For initialism generation system and the method for work thereof of naming

Technical field:

The present invention relates to a kind of name generation system and method for work thereof, relate in particular to initialism generation system and method for work thereof for naming, it provides the initialism being consistent with the meaning of character string own for a character string being comprised of a plurality of words.

Background technology:

Initialism generation technique is an Auto creative, simulating human thinking is analyzed character string.Because every profession and trade, each field all need to make widely known good brand, so get the sound of reading aloud name suitable for reading and embodiment Professional Characteristics, just seem particularly important.So build one, for the initialism generation system of naming, in every profession and trade, each field, all there are huge application potential and bright prospects.

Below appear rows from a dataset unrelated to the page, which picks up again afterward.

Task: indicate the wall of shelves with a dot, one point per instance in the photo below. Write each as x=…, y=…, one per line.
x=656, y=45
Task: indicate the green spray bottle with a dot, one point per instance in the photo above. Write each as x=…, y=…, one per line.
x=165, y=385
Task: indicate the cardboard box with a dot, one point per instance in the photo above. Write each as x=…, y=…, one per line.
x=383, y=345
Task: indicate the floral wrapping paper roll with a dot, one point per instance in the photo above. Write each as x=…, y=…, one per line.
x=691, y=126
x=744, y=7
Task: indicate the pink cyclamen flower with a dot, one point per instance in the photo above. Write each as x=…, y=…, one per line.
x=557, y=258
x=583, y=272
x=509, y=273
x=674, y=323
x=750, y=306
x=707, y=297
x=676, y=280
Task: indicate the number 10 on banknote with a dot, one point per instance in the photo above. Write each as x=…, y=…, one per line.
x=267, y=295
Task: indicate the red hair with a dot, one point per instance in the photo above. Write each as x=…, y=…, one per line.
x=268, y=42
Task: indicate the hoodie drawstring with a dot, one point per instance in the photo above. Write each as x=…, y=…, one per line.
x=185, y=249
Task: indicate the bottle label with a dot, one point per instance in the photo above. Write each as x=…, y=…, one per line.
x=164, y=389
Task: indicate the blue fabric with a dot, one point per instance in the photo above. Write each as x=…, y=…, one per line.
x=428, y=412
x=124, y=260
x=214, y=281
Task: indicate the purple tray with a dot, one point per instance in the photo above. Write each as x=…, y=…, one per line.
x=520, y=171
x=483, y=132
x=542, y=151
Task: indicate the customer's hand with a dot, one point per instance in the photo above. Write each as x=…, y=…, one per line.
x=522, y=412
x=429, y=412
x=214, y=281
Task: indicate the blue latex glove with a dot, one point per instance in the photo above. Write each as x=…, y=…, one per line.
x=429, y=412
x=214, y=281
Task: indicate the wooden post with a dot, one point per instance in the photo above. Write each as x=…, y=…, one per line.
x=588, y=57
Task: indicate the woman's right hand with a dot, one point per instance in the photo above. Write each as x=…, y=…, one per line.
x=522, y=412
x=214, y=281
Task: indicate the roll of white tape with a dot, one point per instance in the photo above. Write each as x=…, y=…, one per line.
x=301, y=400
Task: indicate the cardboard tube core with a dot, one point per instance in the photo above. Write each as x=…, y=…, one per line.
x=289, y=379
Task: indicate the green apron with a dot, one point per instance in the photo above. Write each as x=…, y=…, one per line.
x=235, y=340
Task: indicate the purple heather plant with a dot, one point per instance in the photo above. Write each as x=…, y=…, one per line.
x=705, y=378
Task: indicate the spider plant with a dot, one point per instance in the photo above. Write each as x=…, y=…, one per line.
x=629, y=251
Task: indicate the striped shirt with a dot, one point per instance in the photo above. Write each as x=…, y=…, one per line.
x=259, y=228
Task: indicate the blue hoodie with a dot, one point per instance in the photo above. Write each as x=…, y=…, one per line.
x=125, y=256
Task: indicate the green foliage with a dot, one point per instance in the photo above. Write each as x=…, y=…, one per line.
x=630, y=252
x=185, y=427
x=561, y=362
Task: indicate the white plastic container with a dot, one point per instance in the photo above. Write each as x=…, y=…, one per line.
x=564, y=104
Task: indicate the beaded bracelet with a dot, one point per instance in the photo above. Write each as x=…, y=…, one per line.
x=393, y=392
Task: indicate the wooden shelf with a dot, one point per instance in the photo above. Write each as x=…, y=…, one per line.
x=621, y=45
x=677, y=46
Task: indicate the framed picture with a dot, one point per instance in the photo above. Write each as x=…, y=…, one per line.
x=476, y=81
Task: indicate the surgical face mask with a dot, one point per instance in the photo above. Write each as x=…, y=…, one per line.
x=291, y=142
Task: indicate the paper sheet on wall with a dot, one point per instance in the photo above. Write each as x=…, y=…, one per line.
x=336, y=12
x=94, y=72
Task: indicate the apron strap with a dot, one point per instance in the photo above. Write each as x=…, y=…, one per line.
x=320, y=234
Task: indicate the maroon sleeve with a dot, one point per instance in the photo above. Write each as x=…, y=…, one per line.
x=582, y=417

On internet, existing initialism generates and initialism inquiry system at present, and its naming rule adopts initial coupling substantially, and the first letter that extracts all words in this character string forms abbreviation name.But, how to generate the initialism relevant to character string meaning, not yet there is feasible solution.The mode that some initialism generation systems are voted by user sorts for the initialism generating, but because this mode of ballot needs user's cooperation, in the less character string of inquiry times, show and unsatisfactory.And the user's request of considering different field is different, the performance that the initialism that ballot mode generates is expressed aspect semantic at initialism is not fully up to expectations.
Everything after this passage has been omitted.